Redwall Leadership Thought of the Week: Busyness

Redwall Leadership Thought of the Week:

Busyness Brings Emptiness

“Beware the barrenness of a busy life.”

~Socrates

Busyness is a lively, yet largely meaningless activity. It is easy for a leader to get busy and stay busy. Because, if you are like me, you would rather be busy than bored. If you don’t protect your time, then no one in your organization will. Now, protecting your time does not mean you are unavailable or unengaged. Protecting your time means that your preserve your time for the functions and facilitation that are the greatest investment of your time. The larger your team, your organization or your endeavor, the greater need to protect and preserve your time you will have. The larger the organization, the more demands on your time.

It’s absolute arrogance to try to be everything for everybody, just as much as it is complete arrogance to be be nothing to nobody.

Busyness often happens because you don’t let others help you. It’s easy in leadership to suspect the motives of others. Discernment is certainly important. However, there comes a time where you must ask for help and receive help that is offered. I struggled with this for years for two reasons: (1) I thought if it was done right, I should do it myself (arrogance) and (2) I thought it made me look weak to ask or receive the help of others (insecurity). Arrogance and insecurity are two sides of the same coin of pride. It was through humility I became less busy, because I became willing to ask others to help me do what they could do better than me.

“The purpose of life is not to be happy. It is to be useful, to be honorable, to be compassionate, to have it make some difference that you have lived and lived well.” -Ralph Waldo Emerson

Barrenness is what happens to your soul when you get busy if you are not careful. A barren place is an empty place. There are a ton of leaders who are crazy busy, yet completely barren. I don’t call this “me time” I call this boundaries. Your time has limits. You have limits. You can’t do everything. You can’t serve everyone all the time. The greater the scale and scope of your leadership responsibility, the bolder the lines of your boundaries must be. This does not mean you disappear from the scene, vacate your responsibilities or leave your followers wondering where you are and what your doing.
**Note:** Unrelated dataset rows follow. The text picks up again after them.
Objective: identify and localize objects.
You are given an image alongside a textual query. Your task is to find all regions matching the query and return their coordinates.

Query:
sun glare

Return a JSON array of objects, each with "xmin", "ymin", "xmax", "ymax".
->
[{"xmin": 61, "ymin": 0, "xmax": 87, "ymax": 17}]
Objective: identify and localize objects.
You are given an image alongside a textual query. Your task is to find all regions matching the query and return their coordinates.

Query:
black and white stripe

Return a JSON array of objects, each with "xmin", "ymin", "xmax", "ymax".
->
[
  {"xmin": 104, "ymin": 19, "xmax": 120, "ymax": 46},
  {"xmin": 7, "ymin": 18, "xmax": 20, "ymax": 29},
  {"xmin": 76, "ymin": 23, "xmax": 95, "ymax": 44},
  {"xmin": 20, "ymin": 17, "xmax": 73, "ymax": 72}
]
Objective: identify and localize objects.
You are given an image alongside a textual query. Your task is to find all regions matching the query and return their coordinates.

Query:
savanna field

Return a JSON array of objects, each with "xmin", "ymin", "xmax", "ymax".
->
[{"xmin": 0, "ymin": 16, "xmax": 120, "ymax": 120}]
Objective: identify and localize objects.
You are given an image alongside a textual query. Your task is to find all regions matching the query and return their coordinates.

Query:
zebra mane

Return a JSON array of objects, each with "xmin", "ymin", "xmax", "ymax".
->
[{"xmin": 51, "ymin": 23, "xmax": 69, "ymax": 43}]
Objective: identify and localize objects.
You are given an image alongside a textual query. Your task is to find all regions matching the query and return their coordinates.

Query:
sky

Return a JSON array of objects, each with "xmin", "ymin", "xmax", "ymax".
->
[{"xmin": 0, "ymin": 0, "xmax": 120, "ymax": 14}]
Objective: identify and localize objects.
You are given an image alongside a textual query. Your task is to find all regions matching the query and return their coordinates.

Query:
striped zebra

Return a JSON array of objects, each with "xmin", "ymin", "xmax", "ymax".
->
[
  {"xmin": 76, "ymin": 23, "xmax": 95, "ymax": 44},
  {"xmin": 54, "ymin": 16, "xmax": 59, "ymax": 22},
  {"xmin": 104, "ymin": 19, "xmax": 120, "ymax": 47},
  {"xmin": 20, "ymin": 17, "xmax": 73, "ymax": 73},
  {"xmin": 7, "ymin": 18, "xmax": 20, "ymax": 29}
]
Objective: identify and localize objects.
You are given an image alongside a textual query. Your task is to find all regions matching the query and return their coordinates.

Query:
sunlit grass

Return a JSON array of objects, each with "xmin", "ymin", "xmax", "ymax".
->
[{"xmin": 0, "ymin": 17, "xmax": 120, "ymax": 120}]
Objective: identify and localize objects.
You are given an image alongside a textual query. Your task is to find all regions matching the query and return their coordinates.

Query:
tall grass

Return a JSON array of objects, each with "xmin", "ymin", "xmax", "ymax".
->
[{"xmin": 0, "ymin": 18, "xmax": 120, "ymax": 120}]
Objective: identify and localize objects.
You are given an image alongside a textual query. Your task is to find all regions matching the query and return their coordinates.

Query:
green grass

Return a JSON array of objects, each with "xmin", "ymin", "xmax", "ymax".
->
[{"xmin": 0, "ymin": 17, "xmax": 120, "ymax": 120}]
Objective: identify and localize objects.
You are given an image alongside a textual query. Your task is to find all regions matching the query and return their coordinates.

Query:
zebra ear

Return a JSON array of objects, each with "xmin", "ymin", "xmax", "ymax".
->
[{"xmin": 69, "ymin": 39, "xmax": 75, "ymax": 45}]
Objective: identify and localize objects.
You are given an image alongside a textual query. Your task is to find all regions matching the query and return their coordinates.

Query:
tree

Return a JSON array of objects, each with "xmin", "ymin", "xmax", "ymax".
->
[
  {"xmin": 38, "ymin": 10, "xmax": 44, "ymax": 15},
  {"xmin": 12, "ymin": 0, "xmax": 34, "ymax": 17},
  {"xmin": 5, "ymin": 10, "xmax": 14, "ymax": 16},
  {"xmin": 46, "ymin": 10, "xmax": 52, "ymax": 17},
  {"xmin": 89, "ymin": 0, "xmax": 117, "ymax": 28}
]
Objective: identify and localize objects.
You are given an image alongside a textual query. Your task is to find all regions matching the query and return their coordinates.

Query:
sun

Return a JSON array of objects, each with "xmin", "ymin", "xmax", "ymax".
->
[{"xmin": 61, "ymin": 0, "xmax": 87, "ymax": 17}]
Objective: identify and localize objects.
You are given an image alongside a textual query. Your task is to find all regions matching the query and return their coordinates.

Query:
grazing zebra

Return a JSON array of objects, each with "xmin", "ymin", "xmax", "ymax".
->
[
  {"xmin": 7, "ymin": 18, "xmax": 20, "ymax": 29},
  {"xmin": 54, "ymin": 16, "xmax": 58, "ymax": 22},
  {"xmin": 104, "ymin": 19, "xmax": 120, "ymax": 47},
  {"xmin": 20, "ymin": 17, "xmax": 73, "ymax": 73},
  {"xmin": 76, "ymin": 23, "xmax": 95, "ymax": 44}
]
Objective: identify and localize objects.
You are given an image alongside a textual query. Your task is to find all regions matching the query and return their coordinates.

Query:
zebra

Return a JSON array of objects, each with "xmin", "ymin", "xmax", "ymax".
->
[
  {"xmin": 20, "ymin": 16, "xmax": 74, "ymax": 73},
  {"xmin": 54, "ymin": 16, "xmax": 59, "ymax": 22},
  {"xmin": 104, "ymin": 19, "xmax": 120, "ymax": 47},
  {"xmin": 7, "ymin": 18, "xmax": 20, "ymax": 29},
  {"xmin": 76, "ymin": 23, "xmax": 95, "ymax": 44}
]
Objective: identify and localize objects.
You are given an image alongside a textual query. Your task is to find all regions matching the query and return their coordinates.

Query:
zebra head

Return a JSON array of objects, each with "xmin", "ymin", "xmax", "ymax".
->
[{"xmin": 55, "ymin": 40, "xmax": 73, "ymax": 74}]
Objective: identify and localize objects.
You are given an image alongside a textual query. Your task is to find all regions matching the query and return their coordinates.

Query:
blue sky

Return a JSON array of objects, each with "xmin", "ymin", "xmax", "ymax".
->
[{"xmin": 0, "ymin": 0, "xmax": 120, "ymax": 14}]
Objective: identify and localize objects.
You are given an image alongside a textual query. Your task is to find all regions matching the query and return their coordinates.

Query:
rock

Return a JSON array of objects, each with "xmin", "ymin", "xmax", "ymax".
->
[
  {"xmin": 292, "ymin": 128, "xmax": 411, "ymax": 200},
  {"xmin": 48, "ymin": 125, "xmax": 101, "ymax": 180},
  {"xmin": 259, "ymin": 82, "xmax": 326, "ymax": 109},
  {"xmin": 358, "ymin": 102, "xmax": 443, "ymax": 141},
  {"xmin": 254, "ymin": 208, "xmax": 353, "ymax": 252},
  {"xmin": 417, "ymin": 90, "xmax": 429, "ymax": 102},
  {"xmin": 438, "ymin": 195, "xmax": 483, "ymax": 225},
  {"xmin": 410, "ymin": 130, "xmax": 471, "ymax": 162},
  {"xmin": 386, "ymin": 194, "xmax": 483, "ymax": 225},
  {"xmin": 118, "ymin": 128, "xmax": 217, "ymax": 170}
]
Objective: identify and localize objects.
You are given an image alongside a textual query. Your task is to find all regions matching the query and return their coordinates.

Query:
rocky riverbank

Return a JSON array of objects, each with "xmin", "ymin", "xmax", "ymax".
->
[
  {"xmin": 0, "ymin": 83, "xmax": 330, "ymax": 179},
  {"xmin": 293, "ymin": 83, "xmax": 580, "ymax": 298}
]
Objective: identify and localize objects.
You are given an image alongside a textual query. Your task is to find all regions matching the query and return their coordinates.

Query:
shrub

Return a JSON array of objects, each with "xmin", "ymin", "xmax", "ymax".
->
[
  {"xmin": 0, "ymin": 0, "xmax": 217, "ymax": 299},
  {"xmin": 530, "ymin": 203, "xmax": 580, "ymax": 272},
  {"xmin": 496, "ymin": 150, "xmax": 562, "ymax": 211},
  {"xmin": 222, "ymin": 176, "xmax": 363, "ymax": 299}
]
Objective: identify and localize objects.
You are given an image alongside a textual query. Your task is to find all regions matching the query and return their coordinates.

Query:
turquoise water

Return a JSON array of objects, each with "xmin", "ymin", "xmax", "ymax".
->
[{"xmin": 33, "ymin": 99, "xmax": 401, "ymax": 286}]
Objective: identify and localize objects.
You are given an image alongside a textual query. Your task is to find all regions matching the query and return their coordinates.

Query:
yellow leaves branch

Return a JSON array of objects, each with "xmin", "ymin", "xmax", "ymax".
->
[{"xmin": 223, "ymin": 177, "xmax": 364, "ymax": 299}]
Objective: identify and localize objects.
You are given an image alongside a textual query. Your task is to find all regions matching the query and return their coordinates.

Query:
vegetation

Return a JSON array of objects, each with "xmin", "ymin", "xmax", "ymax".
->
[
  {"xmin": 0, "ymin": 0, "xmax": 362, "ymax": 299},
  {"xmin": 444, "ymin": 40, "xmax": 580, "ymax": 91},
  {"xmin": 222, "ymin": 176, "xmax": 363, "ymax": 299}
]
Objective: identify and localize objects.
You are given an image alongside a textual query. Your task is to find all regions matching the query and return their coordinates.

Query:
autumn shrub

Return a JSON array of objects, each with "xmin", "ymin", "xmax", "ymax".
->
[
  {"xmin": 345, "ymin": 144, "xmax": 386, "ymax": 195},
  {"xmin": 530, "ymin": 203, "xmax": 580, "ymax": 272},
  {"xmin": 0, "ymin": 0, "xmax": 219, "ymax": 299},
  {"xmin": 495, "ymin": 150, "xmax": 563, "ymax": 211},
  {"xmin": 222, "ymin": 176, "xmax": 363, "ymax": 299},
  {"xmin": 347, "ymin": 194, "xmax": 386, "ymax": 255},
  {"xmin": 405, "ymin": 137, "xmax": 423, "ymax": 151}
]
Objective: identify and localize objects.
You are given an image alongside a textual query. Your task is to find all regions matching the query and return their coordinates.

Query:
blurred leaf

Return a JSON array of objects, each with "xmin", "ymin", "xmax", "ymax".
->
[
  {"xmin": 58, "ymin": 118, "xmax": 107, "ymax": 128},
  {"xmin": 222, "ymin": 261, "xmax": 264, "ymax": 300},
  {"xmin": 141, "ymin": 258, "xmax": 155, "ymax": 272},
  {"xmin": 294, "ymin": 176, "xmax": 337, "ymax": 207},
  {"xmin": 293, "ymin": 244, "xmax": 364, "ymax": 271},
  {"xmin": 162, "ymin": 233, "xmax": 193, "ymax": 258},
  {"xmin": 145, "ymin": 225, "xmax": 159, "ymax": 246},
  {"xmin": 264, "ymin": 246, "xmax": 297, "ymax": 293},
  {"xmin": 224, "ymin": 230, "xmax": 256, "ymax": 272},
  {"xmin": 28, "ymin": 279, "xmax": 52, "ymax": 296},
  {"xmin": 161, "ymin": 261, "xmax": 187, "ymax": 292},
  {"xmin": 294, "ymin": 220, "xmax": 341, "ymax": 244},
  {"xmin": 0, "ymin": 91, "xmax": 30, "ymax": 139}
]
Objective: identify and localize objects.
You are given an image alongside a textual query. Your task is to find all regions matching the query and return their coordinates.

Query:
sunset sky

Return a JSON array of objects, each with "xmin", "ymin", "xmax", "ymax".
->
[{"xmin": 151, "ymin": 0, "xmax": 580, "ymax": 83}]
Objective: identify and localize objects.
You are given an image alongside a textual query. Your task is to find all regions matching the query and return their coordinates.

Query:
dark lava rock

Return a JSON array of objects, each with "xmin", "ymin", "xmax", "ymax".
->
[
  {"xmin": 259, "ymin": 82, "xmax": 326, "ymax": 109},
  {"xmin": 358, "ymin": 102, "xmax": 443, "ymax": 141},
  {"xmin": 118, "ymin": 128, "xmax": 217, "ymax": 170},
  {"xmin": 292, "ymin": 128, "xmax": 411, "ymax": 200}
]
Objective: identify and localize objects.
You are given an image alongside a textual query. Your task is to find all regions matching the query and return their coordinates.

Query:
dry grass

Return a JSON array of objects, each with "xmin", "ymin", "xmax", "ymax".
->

“A man without self-control is like a city broken into and left without walls.” Proverbs 25:28

Busyness often reflects not only poor boundaries, but the absence of them. Everything of value must be protected. This includes your time. Your time is only as valuable as you make it. Don’t over value your time, like “my time.” It has more to do with your calling. Jesus was the greatest leader to ever walk the earth and he had crystal clear boundaries, yet he spent a tremendous amount of his time with others. But, he didn’t let the work drive him, he drove the work.

How did he do this?

A clear calling makes a simple life.  A simple life is a less busy life.  Jesus’s  calling was clear.  He knew when to say yes and when to say no. He knew when to dive in and when to walk away. A clear calling gives you clear boundaries. The clearer my calling becomes, the more focused I can be. I am called to be a husband. I am called to be a father. These are more valuable and give more meaning to my soul than any amount of business success or recognition I can ever receive. The right relationships help restore the emptiness of your soul. The right relationships always have the right boundaries and they are simple.